The price of electricity varies wildly depending on where you live. The most expensive state's electricity prices, for example, are three times the national average.
That would be Hawaii. The state's electricity prices — the highest in the U.S. — are nearly three times higher than the national average of $0.1284 per kilowatt-hour.
Hawaii's electricity price of $0.37 per kilowatt-hour equates to a $334 monthly electricity bill for the average consumer, according to calculations based on EIA data. That comes out to more than $4,000 per year spent on electricity.
But why Hawaii of all places, you ask? Much like the U.S. Virgin Islands, American Samoa, Puerto Rico and Guam, the islands largely rely on expensive oil imports to fuel electricity generation.
The good news for those back on the mainland is that the lower 48 states do not rely on oil to anywhere near the same extent.

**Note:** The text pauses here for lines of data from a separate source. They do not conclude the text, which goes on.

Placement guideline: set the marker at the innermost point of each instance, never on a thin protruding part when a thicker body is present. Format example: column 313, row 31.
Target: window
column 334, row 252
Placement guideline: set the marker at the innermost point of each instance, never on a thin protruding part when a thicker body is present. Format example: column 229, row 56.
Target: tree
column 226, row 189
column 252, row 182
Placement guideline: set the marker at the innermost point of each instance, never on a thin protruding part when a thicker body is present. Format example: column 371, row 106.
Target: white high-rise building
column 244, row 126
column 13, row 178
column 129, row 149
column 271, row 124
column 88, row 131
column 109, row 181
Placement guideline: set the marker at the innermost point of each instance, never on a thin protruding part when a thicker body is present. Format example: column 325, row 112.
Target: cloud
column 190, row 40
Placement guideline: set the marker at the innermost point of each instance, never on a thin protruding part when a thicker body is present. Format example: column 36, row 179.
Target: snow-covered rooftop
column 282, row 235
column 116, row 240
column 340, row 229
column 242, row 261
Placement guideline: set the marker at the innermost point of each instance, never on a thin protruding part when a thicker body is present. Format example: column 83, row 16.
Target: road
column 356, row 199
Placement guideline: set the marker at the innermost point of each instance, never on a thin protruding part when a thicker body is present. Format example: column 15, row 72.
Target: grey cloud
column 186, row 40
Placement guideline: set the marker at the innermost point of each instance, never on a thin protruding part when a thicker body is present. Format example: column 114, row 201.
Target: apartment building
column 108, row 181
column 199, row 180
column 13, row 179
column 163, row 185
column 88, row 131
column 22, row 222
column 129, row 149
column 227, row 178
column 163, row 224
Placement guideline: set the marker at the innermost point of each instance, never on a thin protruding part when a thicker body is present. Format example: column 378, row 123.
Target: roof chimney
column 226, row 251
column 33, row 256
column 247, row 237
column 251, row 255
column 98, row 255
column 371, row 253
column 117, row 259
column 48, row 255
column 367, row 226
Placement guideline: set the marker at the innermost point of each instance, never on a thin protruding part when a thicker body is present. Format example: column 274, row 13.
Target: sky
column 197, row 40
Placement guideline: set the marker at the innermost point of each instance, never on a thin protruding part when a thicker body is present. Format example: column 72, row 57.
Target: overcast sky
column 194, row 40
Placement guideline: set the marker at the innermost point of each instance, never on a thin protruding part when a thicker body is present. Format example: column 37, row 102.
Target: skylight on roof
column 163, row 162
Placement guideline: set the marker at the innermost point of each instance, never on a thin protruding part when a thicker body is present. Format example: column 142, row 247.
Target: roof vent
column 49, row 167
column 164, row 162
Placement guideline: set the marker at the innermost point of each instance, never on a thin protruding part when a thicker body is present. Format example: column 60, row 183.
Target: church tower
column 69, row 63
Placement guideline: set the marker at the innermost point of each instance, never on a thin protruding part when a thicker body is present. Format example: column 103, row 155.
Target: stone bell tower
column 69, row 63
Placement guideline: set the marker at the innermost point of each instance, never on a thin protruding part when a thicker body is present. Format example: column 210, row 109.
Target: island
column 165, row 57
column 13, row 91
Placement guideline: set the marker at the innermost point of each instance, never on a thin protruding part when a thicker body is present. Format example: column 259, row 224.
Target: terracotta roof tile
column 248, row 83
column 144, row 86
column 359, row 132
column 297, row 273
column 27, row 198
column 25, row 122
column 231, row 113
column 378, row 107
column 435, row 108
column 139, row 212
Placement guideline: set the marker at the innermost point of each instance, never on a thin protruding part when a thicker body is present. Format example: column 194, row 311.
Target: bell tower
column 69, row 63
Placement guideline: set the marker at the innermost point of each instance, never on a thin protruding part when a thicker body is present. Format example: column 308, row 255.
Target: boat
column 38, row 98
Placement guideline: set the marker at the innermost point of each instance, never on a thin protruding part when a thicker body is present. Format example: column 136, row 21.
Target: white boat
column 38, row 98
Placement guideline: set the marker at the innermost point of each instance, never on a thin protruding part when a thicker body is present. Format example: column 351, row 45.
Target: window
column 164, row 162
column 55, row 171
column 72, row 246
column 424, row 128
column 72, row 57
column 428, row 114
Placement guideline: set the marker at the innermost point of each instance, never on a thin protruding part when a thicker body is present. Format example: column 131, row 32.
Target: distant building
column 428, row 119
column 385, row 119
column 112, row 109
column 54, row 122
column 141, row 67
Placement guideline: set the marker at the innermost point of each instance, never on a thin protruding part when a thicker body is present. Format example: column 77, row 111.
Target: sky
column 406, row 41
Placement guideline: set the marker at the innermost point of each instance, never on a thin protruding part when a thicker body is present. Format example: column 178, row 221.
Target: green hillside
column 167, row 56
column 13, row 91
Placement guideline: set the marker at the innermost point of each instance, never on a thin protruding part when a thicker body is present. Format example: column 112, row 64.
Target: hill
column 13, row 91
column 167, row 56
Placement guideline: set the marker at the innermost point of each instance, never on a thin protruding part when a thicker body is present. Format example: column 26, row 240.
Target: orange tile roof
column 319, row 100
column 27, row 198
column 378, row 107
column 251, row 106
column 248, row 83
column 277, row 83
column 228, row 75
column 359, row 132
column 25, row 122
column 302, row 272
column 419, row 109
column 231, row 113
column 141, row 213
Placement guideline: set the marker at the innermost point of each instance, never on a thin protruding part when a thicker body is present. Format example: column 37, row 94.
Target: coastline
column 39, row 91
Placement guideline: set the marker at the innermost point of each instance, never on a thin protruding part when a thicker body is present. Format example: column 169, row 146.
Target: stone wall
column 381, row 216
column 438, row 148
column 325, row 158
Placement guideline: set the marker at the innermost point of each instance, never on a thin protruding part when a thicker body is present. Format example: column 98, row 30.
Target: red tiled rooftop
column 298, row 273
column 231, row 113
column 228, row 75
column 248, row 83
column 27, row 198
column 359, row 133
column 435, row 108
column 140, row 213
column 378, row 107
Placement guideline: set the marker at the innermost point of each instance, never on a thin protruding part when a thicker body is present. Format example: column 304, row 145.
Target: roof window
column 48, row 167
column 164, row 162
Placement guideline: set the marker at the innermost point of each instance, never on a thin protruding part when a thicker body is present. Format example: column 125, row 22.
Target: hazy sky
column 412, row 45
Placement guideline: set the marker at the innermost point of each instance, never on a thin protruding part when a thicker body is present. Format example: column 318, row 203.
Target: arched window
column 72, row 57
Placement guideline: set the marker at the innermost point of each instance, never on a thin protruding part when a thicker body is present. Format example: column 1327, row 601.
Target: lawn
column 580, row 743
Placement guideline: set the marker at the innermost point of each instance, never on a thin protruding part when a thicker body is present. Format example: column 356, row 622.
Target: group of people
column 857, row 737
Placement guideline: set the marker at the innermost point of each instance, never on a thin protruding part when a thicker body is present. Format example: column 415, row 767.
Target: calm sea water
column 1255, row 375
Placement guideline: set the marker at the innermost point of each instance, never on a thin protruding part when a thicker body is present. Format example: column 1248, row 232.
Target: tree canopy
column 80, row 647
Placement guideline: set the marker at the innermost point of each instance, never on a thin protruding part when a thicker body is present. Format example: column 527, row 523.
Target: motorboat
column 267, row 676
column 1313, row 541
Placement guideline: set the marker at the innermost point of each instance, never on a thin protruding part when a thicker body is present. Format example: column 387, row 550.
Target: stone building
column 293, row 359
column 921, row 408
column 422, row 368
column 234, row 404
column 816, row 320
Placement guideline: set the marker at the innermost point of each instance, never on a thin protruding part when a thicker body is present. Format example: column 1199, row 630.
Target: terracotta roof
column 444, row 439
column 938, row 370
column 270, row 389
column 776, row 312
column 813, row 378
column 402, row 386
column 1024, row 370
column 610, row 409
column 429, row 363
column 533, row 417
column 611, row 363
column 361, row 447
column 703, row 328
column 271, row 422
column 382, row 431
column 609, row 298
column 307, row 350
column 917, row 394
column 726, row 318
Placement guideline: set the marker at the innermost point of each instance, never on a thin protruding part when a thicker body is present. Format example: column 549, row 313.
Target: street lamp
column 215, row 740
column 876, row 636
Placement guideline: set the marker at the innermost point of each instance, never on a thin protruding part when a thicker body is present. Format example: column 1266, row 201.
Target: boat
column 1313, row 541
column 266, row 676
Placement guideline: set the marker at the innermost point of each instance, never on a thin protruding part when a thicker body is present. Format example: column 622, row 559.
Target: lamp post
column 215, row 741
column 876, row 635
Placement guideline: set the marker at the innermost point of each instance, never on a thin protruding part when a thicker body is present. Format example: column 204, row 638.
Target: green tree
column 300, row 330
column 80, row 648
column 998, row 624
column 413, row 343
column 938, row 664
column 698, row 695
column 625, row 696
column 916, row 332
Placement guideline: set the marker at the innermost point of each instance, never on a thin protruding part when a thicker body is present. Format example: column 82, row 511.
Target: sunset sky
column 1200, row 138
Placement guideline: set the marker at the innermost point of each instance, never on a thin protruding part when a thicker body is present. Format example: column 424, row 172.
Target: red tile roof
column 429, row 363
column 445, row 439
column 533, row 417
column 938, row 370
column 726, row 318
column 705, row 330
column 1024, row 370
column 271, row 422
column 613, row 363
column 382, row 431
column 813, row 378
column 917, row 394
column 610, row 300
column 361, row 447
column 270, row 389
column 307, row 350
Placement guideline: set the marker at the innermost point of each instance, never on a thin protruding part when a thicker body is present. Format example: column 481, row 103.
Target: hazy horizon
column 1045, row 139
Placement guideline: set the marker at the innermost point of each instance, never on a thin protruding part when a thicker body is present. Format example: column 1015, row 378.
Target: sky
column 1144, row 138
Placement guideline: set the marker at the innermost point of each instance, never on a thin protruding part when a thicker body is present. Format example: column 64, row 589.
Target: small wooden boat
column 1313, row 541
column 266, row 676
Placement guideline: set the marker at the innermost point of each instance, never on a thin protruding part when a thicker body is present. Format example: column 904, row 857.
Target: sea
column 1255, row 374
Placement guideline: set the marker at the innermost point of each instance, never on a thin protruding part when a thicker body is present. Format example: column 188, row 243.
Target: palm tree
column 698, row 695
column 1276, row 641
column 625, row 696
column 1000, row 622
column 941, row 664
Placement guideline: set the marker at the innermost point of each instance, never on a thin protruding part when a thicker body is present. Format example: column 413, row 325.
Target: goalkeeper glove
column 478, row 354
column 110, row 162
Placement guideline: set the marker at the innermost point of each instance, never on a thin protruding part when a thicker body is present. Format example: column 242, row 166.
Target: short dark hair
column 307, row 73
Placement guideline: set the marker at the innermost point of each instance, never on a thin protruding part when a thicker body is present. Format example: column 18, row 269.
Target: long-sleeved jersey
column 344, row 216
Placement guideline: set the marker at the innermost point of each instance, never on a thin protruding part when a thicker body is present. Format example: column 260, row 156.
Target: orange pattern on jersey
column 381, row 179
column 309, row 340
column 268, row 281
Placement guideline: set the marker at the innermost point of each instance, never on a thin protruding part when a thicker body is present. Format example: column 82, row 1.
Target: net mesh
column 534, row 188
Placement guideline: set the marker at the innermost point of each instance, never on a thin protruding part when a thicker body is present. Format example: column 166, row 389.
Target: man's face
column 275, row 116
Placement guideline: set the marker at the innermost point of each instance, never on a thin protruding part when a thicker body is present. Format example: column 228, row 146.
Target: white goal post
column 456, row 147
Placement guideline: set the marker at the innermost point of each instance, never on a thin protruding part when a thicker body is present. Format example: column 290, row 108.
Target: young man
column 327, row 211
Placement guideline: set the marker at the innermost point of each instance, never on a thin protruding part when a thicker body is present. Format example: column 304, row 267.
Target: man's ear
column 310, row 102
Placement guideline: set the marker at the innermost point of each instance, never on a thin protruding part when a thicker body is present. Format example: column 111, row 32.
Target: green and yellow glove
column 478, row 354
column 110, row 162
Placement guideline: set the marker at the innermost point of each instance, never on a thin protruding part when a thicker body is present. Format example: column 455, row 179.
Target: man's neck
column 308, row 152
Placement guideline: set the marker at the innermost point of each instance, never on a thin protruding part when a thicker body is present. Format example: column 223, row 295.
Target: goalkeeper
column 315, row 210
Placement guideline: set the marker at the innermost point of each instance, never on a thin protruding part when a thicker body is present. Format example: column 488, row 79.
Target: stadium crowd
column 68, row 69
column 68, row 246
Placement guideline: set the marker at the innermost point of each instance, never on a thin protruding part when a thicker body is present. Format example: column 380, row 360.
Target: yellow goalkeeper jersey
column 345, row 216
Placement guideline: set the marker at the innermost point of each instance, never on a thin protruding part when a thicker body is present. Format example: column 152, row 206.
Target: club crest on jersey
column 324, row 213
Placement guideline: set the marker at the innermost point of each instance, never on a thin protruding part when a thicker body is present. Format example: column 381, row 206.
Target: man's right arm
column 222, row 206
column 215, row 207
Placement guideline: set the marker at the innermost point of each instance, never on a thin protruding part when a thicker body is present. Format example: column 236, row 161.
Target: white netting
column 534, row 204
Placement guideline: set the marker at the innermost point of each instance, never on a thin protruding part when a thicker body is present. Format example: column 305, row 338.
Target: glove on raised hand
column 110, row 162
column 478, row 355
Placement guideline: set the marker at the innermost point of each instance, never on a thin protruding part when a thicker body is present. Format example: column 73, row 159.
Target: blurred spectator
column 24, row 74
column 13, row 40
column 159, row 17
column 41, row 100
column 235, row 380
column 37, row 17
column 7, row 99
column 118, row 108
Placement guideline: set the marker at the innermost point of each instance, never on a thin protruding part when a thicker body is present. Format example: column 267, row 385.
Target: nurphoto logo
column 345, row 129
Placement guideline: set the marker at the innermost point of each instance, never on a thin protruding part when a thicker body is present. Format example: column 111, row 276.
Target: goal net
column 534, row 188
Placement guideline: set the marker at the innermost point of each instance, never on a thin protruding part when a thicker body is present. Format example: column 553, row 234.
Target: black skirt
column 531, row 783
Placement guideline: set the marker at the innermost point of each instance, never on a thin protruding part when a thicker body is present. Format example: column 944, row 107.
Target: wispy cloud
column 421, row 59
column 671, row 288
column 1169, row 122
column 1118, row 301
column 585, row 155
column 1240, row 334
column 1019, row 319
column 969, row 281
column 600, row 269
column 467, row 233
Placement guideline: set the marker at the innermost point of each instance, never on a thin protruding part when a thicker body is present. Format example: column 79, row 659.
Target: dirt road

The bad news? Residential electricity prices have risen from a national average of $0.0725 per kilowatt-hour at the start of 2001 to the aforementioned $0.1284 per kilowatt-hour in May 2014.
Electricity rates across the country are expected to continue increasing under pressure from environmental regulations, the cost of grid modernization and stagnant load growth.
But as utility rates go up and the costs of emerging technologies come down, the economics of non-utility alternatives such as solar-plus-storage will become increasingly attractive. Hence, the utility death spiral.
Today, there are only two places in the U.S. where the price of rooftop solar is below the current utility rates.
There’s Hawaii — where fuel costs are driving up the price of grid power. And there’s ConEd's service territory in New York — where the cost of solar is well below the utility's $0.2565 per kilowatt-hour rate for residential consumers at $0.18 to $0.23 per kilowatt-hour, according to Sanford Bernstein.
That’s the so-called tipping point for utilities and their customers. As soon as distributed energy resources can cut customers' energy costs without innovative financing schemes and subsidies, the electric power industry will have entered a new paradigm.
It should come as no surprise, then, that these two regions — Hawaii and New York — have both started on two of the most significant reforms of the grid in years. Notably, these reforms both aim to lower electricity prices by encouraging the utilities to better integrate distributed energy resources onto their grids.
The rest of the industry will be watching.
Editor's Note: An earlier version of this article incorrectly identified California as the state with the fourth highest electricity prices. California actually has the sixth highest electricity prices in the country, behind Connecticut and Vermont.